Musgrove, Claude
Greenville, PA
U.S. Army – World War II
As the 164th Engineer Combat Battalion battled its way through Europe during 1944 and 1945, Claude Musgrove served as the unit’s photographer. He converted a captured German ambulance into a mobile dark room and made an enlarger using a condenser lens from a movie theater.
Along the way, he photographed history in the making. His unit was among the first to enter Germany, crossing the famous Ludendorff Bridge at Remagen. Hitler’s army had failed to destroy the bridge as they were retreating, so 8000 troops of the 9th Armored Division crossed it within 24 hours after capturing it. Claude’s battalion was put in charge of defending the bridge. The Germans threw everything they could at it – bombs, artillery, even frogmen who swam down the Rhine to blow it up. They failed initially, but managed to damage it severely.

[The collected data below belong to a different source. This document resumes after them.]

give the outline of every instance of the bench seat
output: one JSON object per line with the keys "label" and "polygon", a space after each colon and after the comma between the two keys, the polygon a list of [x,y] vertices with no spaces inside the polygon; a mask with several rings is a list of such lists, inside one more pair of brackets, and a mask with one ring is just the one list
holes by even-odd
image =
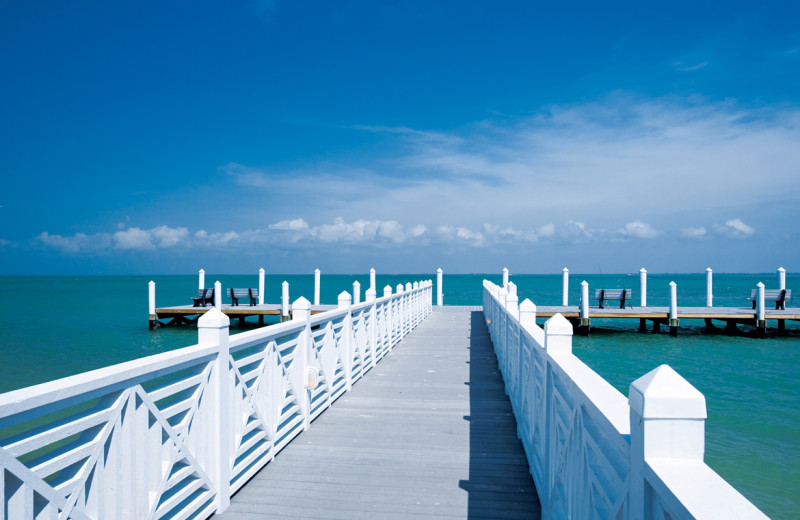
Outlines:
{"label": "bench seat", "polygon": [[205,307],[206,305],[214,305],[214,288],[211,289],[198,289],[197,297],[192,297],[192,307]]}
{"label": "bench seat", "polygon": [[[791,289],[764,289],[764,303],[775,302],[776,309],[786,309],[786,302],[792,299]],[[758,289],[750,291],[748,300],[753,302],[753,308],[758,303]]]}
{"label": "bench seat", "polygon": [[630,306],[633,298],[631,289],[595,289],[594,299],[600,303],[600,308],[605,309],[605,302],[610,300],[619,301],[619,308],[624,309],[627,303]]}

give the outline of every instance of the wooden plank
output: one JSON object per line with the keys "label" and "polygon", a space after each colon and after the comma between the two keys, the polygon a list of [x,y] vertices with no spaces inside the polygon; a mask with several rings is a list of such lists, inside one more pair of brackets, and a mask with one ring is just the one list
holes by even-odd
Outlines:
{"label": "wooden plank", "polygon": [[483,314],[437,308],[215,518],[540,518]]}

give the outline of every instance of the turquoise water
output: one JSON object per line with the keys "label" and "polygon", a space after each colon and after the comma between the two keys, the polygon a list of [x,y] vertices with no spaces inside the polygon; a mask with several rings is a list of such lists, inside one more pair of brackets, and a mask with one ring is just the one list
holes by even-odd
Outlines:
{"label": "turquoise water", "polygon": [[[431,275],[378,275],[379,294],[387,284],[433,278]],[[479,305],[481,280],[497,275],[446,275],[445,304]],[[196,276],[157,276],[159,306],[183,305],[197,292]],[[367,275],[323,275],[322,303],[336,303],[358,279],[362,298]],[[590,288],[625,287],[639,299],[638,273],[572,275],[570,303],[580,281]],[[192,328],[149,331],[147,277],[0,277],[0,392],[42,383],[86,370],[196,343]],[[206,275],[207,285],[255,287],[256,276]],[[280,284],[290,284],[291,300],[313,296],[313,276],[267,276],[266,300],[280,301]],[[537,305],[561,303],[561,276],[516,275],[521,299]],[[669,282],[678,285],[679,305],[705,305],[705,276],[648,276],[648,304],[668,304]],[[714,305],[747,305],[746,297],[763,281],[775,288],[776,275],[714,275]],[[800,287],[787,275],[787,287]],[[541,320],[540,320],[541,324]],[[255,324],[245,325],[254,327]],[[774,324],[770,324],[774,327]],[[767,339],[705,334],[703,322],[681,322],[680,335],[635,332],[638,320],[593,320],[592,334],[574,338],[574,352],[627,395],[636,378],[662,363],[675,368],[706,396],[706,461],[748,499],[773,518],[794,518],[800,509],[800,326]],[[741,327],[745,330],[745,327]],[[237,331],[234,328],[233,332]]]}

“The major in charge of the bridge told the Stars and Stripes that after ten days’ work it was stronger than it ever was. The next day it collapsed and killed him and twenty-three engineers,” Claude said.
Claude did his best to preserve historical photographs he found in German government buildings. He found more than 500 photographs taken by Heinrich Hoffmann, Hitler’s personal photographer. One shows Hitler and Mussolini inspecting a room destroyed by a bomb in the failed assassination attempt of July 20, 1944.

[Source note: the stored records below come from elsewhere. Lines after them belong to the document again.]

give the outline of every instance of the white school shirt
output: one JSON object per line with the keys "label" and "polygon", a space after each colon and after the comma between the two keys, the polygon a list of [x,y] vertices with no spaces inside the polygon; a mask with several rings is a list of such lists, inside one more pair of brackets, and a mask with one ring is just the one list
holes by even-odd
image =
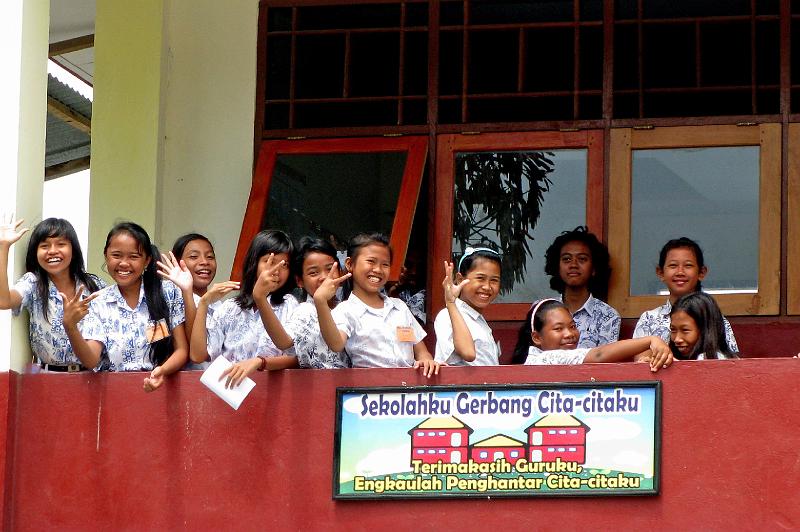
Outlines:
{"label": "white school shirt", "polygon": [[[200,304],[200,296],[198,296],[197,294],[195,294],[193,292],[192,293],[192,300],[194,301],[195,308],[197,308],[197,305]],[[217,308],[219,308],[219,306],[221,304],[222,304],[222,300],[218,300],[218,301],[214,301],[213,303],[209,303],[208,310],[206,311],[206,323],[208,322],[208,319],[211,318],[211,316],[214,315],[214,312],[217,310]],[[189,371],[193,371],[193,370],[205,371],[206,369],[208,369],[208,366],[210,366],[210,365],[211,365],[211,362],[209,362],[208,360],[206,360],[205,362],[192,362],[192,360],[189,359],[189,361],[186,363],[186,365],[183,366],[183,369],[184,370],[189,370]]]}
{"label": "white school shirt", "polygon": [[[297,304],[294,296],[289,294],[283,296],[283,302],[278,305],[269,302],[281,323],[289,320]],[[218,356],[236,363],[258,355],[275,357],[294,354],[291,350],[284,352],[275,347],[264,329],[258,308],[240,308],[236,299],[226,299],[206,323],[208,356],[212,361]]]}
{"label": "white school shirt", "polygon": [[[563,301],[563,297],[558,297]],[[614,307],[589,294],[581,308],[572,315],[581,333],[578,347],[598,347],[619,340],[622,319]]]}
{"label": "white school shirt", "polygon": [[294,341],[294,353],[301,368],[351,367],[347,353],[331,351],[325,343],[319,330],[317,307],[311,301],[300,303],[289,318],[289,322],[284,325],[284,329]]}
{"label": "white school shirt", "polygon": [[528,358],[525,359],[526,366],[545,366],[553,364],[583,364],[586,354],[591,351],[589,347],[579,347],[577,349],[551,349],[542,351],[535,345],[528,348]]}
{"label": "white school shirt", "polygon": [[[633,337],[658,336],[669,343],[669,326],[671,321],[669,313],[671,311],[672,303],[667,299],[667,302],[660,307],[643,312],[639,321],[636,322],[636,328],[633,330]],[[728,349],[733,353],[738,353],[739,346],[736,344],[733,328],[731,328],[731,324],[725,316],[722,317],[722,321],[725,326],[725,340],[728,342]]]}
{"label": "white school shirt", "polygon": [[[103,288],[106,283],[99,277],[92,275],[98,288]],[[79,281],[75,283],[75,293],[83,284]],[[56,285],[50,279],[47,280],[47,319],[44,317],[44,305],[39,299],[39,277],[28,272],[12,287],[22,297],[20,306],[12,309],[12,315],[19,316],[22,309],[28,310],[30,316],[30,327],[28,338],[33,354],[44,364],[56,366],[66,366],[68,364],[80,364],[78,356],[72,351],[72,344],[69,342],[67,332],[64,330],[64,302],[58,295]],[[81,295],[81,299],[89,296],[87,290]],[[49,319],[49,321],[48,321]]]}
{"label": "white school shirt", "polygon": [[497,366],[500,364],[500,347],[492,336],[492,329],[486,323],[486,318],[480,312],[470,307],[466,302],[456,298],[456,308],[464,318],[475,343],[475,360],[467,362],[455,352],[453,345],[453,324],[450,313],[446,308],[439,311],[433,322],[436,332],[437,362],[447,363],[450,366]]}
{"label": "white school shirt", "polygon": [[[167,301],[169,322],[175,327],[186,317],[183,311],[183,296],[170,281],[161,281],[161,290]],[[81,334],[86,340],[103,344],[100,365],[109,371],[150,371],[150,344],[146,329],[150,325],[150,313],[144,299],[144,283],[139,287],[139,302],[130,308],[119,286],[111,285],[100,291],[89,304],[89,314],[82,320]]]}
{"label": "white school shirt", "polygon": [[[414,345],[425,338],[414,315],[405,303],[381,296],[383,308],[367,306],[350,294],[333,309],[336,327],[345,333],[345,351],[354,368],[405,368],[414,365]],[[411,327],[413,342],[397,340],[398,327]]]}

Another photo triggered a personal memory for Claude. It shows Herman Goering, head of the German Luftwaffe, with Colonel Ernst Udet, the number two ace in World War I, after the Red Baron (Manfred von Richthofen).

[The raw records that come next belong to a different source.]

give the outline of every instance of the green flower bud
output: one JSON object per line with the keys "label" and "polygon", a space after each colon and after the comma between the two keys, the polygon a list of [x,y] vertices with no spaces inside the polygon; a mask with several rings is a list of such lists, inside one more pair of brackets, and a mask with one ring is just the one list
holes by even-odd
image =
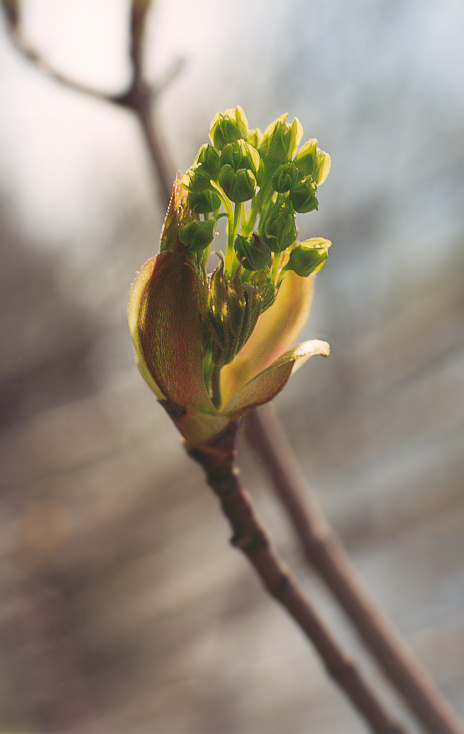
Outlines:
{"label": "green flower bud", "polygon": [[204,222],[194,219],[180,228],[179,240],[189,252],[202,252],[214,239],[215,225],[213,219]]}
{"label": "green flower bud", "polygon": [[261,141],[263,139],[263,133],[259,129],[259,127],[256,127],[254,130],[250,130],[248,132],[248,138],[247,143],[253,146],[253,148],[256,148],[258,150],[259,146],[261,145]]}
{"label": "green flower bud", "polygon": [[241,107],[219,112],[211,123],[210,137],[213,145],[222,150],[227,143],[248,138],[248,120]]}
{"label": "green flower bud", "polygon": [[300,178],[300,172],[294,163],[290,161],[282,163],[272,176],[272,188],[274,191],[278,191],[279,194],[285,194],[295,186]]}
{"label": "green flower bud", "polygon": [[312,138],[301,146],[293,162],[303,176],[312,176],[317,168],[317,140]]}
{"label": "green flower bud", "polygon": [[297,117],[290,125],[288,115],[282,115],[266,128],[259,153],[271,167],[285,163],[293,158],[303,135],[303,128]]}
{"label": "green flower bud", "polygon": [[237,260],[246,270],[264,270],[271,262],[271,250],[256,234],[251,237],[237,235],[234,249]]}
{"label": "green flower bud", "polygon": [[252,171],[247,168],[234,171],[228,163],[219,172],[219,184],[225,195],[236,204],[252,199],[256,191],[256,178]]}
{"label": "green flower bud", "polygon": [[213,180],[216,180],[219,173],[219,153],[212,145],[205,143],[198,151],[195,163],[201,164],[204,171],[207,171]]}
{"label": "green flower bud", "polygon": [[256,174],[259,168],[259,153],[244,140],[236,140],[235,143],[227,143],[221,152],[220,166],[229,165],[234,171],[240,168],[248,168]]}
{"label": "green flower bud", "polygon": [[211,175],[201,163],[197,163],[182,176],[182,186],[187,191],[199,193],[211,188]]}
{"label": "green flower bud", "polygon": [[221,199],[215,191],[190,191],[187,197],[189,208],[195,214],[209,214],[221,206]]}
{"label": "green flower bud", "polygon": [[304,240],[291,251],[285,270],[294,270],[302,278],[317,273],[327,260],[331,244],[330,240],[323,237]]}
{"label": "green flower bud", "polygon": [[296,212],[306,214],[317,209],[319,202],[316,198],[316,190],[317,186],[312,176],[307,176],[303,181],[296,184],[289,194],[290,201]]}
{"label": "green flower bud", "polygon": [[330,155],[323,150],[317,150],[317,166],[313,178],[318,186],[324,183],[330,171]]}
{"label": "green flower bud", "polygon": [[288,202],[274,202],[260,224],[260,235],[273,252],[282,252],[296,240],[295,213]]}

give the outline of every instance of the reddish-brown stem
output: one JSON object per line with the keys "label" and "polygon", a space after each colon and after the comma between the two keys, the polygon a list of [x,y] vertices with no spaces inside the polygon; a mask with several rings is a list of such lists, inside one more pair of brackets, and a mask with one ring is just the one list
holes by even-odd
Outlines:
{"label": "reddish-brown stem", "polygon": [[208,484],[229,520],[232,544],[245,554],[265,589],[281,603],[314,645],[327,672],[369,724],[371,731],[378,734],[403,732],[386,713],[354,661],[319,618],[304,590],[271,545],[234,466],[236,436],[237,425],[231,424],[210,443],[190,450],[192,458],[203,467]]}
{"label": "reddish-brown stem", "polygon": [[345,610],[384,673],[430,734],[462,734],[462,724],[385,617],[351,563],[298,469],[271,406],[249,414],[246,433],[295,528],[305,557]]}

“In 1935,” Claude said, “I saw him in person at the Cleveland Air Show. He was over here spying on our airports to see what we had. He flew a biplane upside down and picked up a handkerchief off the ground.”
Claude also had two books that each include a viewing apparatus and 100 stereoscopic photographs of Germany and the war. Another book on the history of the Nazis had actual glued-in photographs instead of pictures printed on the pages.
Claude returned to work at Westinghouse. After he retired in 1969, he and his wife Evelyn bought a motel in Clearwater, Florida, which they operated for nine years. After that, they spent winters in Florida and summers in Fredonia. Their family grew to include 18 grandchildren and 21 great grandchildren.
He bought his first computer when he was 88. He used it to digitize the many photographs he had taken and collected.